The King's horse has charged the parliamentary cavalry, immediately breaking thru on their left end of the line.  The King's adjacent infantry regiment also charged & broke their opposite number.  On the far flank the parliamentary foot is slowly moving around the King's flank.
The King's cavalry is getting on top of the roundheads.  Parliament have pulled back the left of their infantry line to cover their flank.
The parliamentary cavalry has been broken & the camera has shifted to the other flank where the parliament's foot is assaulting the end of the King's line.  The infantry on the left of parliament's line is now being attacked frontally by infantry & in flank by cavalry.  In the centre one of King's foot regiments has been broken.
The King's foot has now been broken & the survivors are fleeing.  The parliamentary foot have formed a hedgehog to protect their left flank from cavalry.
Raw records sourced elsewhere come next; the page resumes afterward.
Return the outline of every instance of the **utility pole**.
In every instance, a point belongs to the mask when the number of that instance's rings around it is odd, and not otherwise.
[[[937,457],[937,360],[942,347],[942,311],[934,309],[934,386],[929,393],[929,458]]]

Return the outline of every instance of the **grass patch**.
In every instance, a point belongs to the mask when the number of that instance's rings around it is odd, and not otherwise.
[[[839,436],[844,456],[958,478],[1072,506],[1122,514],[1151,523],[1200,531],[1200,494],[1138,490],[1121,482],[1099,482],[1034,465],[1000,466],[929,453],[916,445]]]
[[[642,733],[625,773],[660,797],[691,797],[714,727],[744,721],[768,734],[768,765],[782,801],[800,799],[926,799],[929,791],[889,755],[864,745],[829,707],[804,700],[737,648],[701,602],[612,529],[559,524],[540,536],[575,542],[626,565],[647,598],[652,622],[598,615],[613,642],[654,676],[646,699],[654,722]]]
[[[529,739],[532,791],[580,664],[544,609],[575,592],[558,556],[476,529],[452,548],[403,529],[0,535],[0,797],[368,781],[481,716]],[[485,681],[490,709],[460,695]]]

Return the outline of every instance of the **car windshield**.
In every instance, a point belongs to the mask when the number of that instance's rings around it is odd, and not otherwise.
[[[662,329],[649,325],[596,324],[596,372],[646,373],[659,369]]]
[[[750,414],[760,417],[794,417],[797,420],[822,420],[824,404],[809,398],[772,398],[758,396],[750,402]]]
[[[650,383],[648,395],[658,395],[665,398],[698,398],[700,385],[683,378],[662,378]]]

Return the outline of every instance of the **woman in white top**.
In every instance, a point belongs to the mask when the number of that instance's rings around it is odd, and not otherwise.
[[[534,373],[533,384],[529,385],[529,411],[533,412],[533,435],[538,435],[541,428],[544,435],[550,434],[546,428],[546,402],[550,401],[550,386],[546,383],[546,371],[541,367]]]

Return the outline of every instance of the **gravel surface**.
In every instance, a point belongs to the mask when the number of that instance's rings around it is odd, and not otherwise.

The King has no foot left, but parliament has no cavalry left.  Niether can hurt the other so the King goes back to Oxford & the Parliamentary army goes back to London. both claiming victory.

A few days later Abel Tasman sighted the island he called Van Diemans Land, site of Camp Cromwell.

1 comment:

rross said...

Had to read this as a mate of mine used to live at Turnham Green and I have been there by tube several times - its a bit more built up nowadays :) Which leads to a query - was the battlefield as open as depicted in your game - I would have expected a small hamlet or similar - my impression has always been the Parliamentary forces were kind of sitting in the edges of the start of the built up area of London, and that was one of the reasons the King was not prepared to attack - maybe that's all wrong though? It seemed a hard fought action and if this battle had actually happened, I think Parliament would have been justified in calling it a win - the King could ill afford to lose all his infantry, whereas Parliament had greater resources to recruit replacement troops. Probably, it was a sensible decision on the Kings part not to fight this battle in 1642?